Les Chasseurs qui gardaient ces barrières faisaient partie de la Garde nationale en formation et d'autres formations militaires révolutionnaires. Le terme “Chasseur” désignait traditionnellement l'infanterie légère ou les chasseurs, des soldats connus pour leur mobilité et leurs compétences de tireur. Dans le contexte de 1790, ces unités représentaient le nouvel ordre révolutionnaire et s'opposaient aux anciennes troupes royales.
L'uniformisation des troupes révolutionnaires n'était pas encore standardisée durant cette période de transition. Les années entre 1789 et 1793 furent caractérisées par une grande diversité d'uniformes et d'équipements militaires. Les soldats portaient souvent un mélange d'éléments d'uniformes royaux anciens et d'éléments révolutionnaires nouvellement introduits. Le Tricolore – bleu, blanc et rouge – commença à s'imposer comme symbole national et se retrouva de plus en plus dans les cocardes, drapeaux et détails d'uniforme.
De telles gravures coloriées, comme l'exemplaire décrit ici datant d'environ 1900, faisaient partie d'un marché florissant de représentations militaro-historiques. Collectionneurs, historiens militaires et associations d'anciens combattants s'intéressaient également à ces visualisations d'uniformes historiques. Des artistes et éditeurs tels qu'Édouard Detaille, Alphonse Lalauze et Lucien Rousselot créèrent des reconstructions détaillées d'uniformes historiques basées sur des sources d'archives, des descriptions contemporaines et des pièces d'uniformes conservées.
L'authenticité de telles représentations variait considérablement. Tandis que certains artistes effectuaient des recherches minutieuses et s'en tenaient étroitement aux modèles historiques, d'autres prenaient des libertés artistiques. La coloration était généralement effectuée à la main ou par des procédés d'impression au pochoir, conférant à chaque exemplaire un caractère individuel.

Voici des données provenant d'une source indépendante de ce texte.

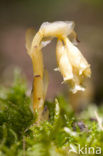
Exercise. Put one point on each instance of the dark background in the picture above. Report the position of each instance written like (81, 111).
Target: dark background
(18, 15)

Le contexte historique de 1790 est particulièrement significatif : la France se trouvait au début d'une transformation radicale. Le roi Louis XVI était encore en fonction, mais son pouvoir était déjà fortement limité. La Fête de la Fédération du 14 juillet 1790 au Champ de Mars symbolisait l'espoir d'une monarchie constitutionnelle et d'une unité nationale. Cependant, la radicalisation croissante de la Révolution allait bientôt conduire à d'autres bouleversements.
L'organisation militaire de cette période était caractérisée par la nécessité de construire de nouvelles forces armées loyales au gouvernement révolutionnaire. L'ancienne armée royale était devenue peu fiable, de nombreux officiers nobles émigrèrent, et les simples soldats sympathisaient souvent avec les idées révolutionnaires. La Garde nationale sous Lafayette et d'autres nouvelles formations devaient combler cette lacune.
Pour les collectionneurs et les historiens, de telles gravures datant d'environ 1900 offrent de précieux aperçus sur la perception et l'interprétation contemporaines de la période révolutionnaire. Elles reflètent la conscience historique de la Belle Époque, lorsque la bourgeoisie française romanticisait tout en cherchant à comprendre historiquement ses racines révolutionnaires. L'encadrement et la présentation soignés de telles gravures soulignent leur statut d'objets de collection prisés et d'outils éducatifs.